As the big sister on the floor, Lana said she tried to keep morale high but it was extremely difficult, especially with the circumstances surrounding COVID-19. However, she and others on the floor found ways to smile.
“There’s this big window and people would leave drawings, Bible verses, inspirational words and other things on the window,” she said. “I remember there was this little girl was leaving to go home for a few days and she left a note that said, ‘Good luck, have a good round, we’ll miss y’all.’ I think that was a big part of helping others feel like they had somebody. Because I had my mom but there were so many of the other kids that they weren’t able to see their mom or their dad.”
Support from local organizations
As with adulthood cancers, there are many burdens that come along with childhood cancers, most of them financial. Having to endure the stress of financial woes in addition to helping family members fight for their life can weigh heavily on everyone involved.
Danielle and Lana said they wanted to highlight the various organizations that help relieve some of these burdens and help families sleep a little better at night.
The Wings of Hope Pediatric Foundation is a Chelsea-based organization dedicated to helping primarily families with a terminally-ill child. They provide financial assistance and even assistance with daily tasks and emotional support.
According to Lana, the goal of the foundation is to allow families as much uninterrupted time with their child as possible. The foundation holds a special place in Danielle’s and Lana’s hearts because of a very special offer they made one day.
“They called me one day and said, ‘Hey, we’re going to pay your mortgage for you,’ and I was like, ‘Excuse me?’” Danielle said.
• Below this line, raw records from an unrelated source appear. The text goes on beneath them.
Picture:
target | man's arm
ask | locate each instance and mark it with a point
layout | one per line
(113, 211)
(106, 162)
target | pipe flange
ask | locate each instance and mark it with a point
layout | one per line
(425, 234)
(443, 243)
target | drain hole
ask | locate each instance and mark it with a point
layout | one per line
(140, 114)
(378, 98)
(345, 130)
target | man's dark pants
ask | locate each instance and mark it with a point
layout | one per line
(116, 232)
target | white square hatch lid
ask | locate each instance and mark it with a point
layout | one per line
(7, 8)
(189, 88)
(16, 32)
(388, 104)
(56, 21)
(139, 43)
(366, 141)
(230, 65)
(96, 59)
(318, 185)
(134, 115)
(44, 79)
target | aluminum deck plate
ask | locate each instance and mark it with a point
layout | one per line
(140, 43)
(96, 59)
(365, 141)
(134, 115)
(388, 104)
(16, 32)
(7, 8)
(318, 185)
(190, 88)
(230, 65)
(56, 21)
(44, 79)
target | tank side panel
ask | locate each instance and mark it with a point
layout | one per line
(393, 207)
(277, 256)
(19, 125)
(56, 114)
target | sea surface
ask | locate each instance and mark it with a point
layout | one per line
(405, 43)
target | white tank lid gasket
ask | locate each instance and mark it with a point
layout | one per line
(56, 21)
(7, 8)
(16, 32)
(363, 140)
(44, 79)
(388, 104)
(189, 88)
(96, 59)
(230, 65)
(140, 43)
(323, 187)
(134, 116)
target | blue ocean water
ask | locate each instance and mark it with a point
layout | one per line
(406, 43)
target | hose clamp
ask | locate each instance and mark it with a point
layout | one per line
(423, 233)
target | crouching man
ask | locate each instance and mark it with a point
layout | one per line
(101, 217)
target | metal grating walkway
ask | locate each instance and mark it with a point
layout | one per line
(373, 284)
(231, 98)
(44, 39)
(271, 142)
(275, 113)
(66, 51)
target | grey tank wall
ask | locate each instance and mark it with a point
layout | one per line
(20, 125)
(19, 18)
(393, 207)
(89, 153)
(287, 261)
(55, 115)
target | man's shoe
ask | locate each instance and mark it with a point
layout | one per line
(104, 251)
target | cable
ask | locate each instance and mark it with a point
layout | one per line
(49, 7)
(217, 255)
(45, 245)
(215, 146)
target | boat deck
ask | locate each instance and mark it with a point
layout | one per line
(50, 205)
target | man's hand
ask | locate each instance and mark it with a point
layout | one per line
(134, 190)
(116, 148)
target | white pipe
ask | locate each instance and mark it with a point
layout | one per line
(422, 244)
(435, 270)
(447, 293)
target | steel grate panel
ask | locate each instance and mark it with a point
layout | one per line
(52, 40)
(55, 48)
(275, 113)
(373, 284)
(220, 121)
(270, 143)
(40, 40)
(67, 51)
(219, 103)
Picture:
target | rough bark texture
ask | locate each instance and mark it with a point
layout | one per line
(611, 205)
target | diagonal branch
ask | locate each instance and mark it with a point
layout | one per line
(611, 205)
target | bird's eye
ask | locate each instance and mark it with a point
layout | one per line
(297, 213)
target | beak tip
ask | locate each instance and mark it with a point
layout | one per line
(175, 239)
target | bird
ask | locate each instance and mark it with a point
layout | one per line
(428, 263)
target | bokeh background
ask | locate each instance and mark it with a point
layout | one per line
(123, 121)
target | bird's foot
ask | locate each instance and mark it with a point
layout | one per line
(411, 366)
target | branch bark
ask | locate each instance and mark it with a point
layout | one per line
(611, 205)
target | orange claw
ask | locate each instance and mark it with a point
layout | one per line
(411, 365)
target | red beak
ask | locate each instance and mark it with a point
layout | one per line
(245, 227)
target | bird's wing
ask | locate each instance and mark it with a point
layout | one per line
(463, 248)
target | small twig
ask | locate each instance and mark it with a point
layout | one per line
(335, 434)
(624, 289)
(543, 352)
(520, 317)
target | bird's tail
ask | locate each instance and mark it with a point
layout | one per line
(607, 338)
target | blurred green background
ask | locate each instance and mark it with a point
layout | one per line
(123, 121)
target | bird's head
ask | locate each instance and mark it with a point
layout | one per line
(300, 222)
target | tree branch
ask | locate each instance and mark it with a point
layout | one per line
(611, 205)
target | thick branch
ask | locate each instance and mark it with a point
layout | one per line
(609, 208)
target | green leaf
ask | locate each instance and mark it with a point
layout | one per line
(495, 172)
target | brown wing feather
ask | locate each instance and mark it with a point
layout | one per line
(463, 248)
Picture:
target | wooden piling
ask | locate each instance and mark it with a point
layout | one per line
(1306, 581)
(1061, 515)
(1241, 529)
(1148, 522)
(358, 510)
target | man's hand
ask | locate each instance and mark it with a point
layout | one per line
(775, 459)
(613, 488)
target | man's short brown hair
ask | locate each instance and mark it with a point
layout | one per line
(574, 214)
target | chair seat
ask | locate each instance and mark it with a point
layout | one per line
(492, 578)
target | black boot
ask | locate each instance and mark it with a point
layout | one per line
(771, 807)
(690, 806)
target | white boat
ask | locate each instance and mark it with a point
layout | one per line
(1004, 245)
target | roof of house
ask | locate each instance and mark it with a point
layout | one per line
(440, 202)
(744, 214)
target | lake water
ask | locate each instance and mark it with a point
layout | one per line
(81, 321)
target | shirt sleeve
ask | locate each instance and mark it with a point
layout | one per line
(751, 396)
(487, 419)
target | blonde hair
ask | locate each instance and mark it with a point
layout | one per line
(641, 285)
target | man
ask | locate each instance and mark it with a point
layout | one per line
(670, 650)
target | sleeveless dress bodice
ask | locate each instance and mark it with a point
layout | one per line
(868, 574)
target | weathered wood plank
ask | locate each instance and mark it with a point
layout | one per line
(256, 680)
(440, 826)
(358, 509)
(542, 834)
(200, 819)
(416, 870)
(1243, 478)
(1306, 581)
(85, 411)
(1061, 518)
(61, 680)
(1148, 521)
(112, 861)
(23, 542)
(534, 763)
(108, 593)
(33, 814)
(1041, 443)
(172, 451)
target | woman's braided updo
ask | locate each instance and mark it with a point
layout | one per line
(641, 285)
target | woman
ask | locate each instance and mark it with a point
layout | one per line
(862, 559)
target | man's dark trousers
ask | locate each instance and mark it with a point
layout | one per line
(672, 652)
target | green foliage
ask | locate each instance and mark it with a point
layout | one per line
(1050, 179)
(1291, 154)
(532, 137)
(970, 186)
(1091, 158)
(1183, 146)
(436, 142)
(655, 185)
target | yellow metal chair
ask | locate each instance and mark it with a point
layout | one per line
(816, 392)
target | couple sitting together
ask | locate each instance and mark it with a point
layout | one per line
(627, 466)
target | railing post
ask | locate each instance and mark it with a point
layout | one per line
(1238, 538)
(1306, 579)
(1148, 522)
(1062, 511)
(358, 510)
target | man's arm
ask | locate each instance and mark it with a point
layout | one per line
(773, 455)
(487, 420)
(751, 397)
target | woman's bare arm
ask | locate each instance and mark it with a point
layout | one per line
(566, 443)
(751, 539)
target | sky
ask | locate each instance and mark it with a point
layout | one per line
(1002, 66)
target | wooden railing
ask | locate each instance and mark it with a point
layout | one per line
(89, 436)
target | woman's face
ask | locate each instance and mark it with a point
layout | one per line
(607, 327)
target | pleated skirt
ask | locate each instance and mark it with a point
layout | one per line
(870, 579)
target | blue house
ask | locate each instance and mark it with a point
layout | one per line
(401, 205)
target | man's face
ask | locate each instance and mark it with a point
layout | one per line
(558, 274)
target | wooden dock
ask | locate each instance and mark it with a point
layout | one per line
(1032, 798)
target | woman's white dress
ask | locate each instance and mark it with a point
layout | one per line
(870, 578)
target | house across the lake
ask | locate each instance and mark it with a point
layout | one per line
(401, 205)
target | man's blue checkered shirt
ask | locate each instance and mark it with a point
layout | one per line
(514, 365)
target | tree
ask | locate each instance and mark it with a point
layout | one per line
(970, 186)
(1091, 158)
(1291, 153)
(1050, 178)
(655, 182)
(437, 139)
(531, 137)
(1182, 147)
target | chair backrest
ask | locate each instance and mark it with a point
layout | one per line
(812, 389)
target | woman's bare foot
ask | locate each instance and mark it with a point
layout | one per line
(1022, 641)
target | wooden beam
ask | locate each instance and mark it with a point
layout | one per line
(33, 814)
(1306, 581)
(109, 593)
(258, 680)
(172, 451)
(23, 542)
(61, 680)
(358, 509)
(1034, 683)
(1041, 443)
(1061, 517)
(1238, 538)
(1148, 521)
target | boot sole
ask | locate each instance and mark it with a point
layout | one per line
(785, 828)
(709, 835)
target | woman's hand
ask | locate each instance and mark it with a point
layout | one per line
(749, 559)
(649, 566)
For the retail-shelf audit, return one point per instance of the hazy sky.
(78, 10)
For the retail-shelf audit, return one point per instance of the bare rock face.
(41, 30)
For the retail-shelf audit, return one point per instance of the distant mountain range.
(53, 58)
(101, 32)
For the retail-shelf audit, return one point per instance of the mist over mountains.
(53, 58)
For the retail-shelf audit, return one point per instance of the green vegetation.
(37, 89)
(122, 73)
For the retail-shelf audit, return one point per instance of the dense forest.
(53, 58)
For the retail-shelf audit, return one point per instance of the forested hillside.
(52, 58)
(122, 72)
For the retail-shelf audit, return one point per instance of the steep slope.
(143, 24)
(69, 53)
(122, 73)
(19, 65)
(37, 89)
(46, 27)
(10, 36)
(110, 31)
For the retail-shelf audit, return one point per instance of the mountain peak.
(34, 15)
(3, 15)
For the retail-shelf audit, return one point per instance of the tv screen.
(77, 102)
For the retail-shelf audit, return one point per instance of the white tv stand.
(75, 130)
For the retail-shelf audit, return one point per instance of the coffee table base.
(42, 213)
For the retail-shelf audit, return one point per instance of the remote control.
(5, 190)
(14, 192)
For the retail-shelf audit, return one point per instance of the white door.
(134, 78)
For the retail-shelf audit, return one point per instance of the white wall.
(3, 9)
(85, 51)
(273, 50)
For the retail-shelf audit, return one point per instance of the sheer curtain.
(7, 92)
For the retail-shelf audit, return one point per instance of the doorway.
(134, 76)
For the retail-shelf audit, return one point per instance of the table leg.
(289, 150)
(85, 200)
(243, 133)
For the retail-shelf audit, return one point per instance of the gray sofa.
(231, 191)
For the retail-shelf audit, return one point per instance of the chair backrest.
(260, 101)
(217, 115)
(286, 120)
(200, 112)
They also wanted to mention aTeam Ministries, which is another Alabama organization dedicated to providing spiritual, financial and emotional support to families with sick children.
“I actually won a scholarship through them,” Lana said. “They are big in prayer and they have a program called ‘Home Away from Home’ which is where they provide housing for people traveling into the Birmingham area for treatment.”
Looking to the future
Lana is currently in remission and undergoing targeted chemotherapy for the next few months. Looking toward the future, she said she still has a long way to go.
“Because of one of my mutations, I’m at a higher risk for things like breast cancer, ovarian cancer and like 10 other cancers,” Lana said. “I’m also a higher risk for becoming infertile. There are so many things I have to face in the future because of my cancer. It isn’t like breaking your leg where once it heals you’re completely fine. It’s a life-long battle.”
Danielle said she thinks childhood cancers don’t get as much attention in the public because “nobody wants to see sick children.” She and Lana will continue, however, to raise awareness in any way possible.
“If you don’t talk about it, it doesn’t just go away. We have to keep on talking about it,” Danielle said.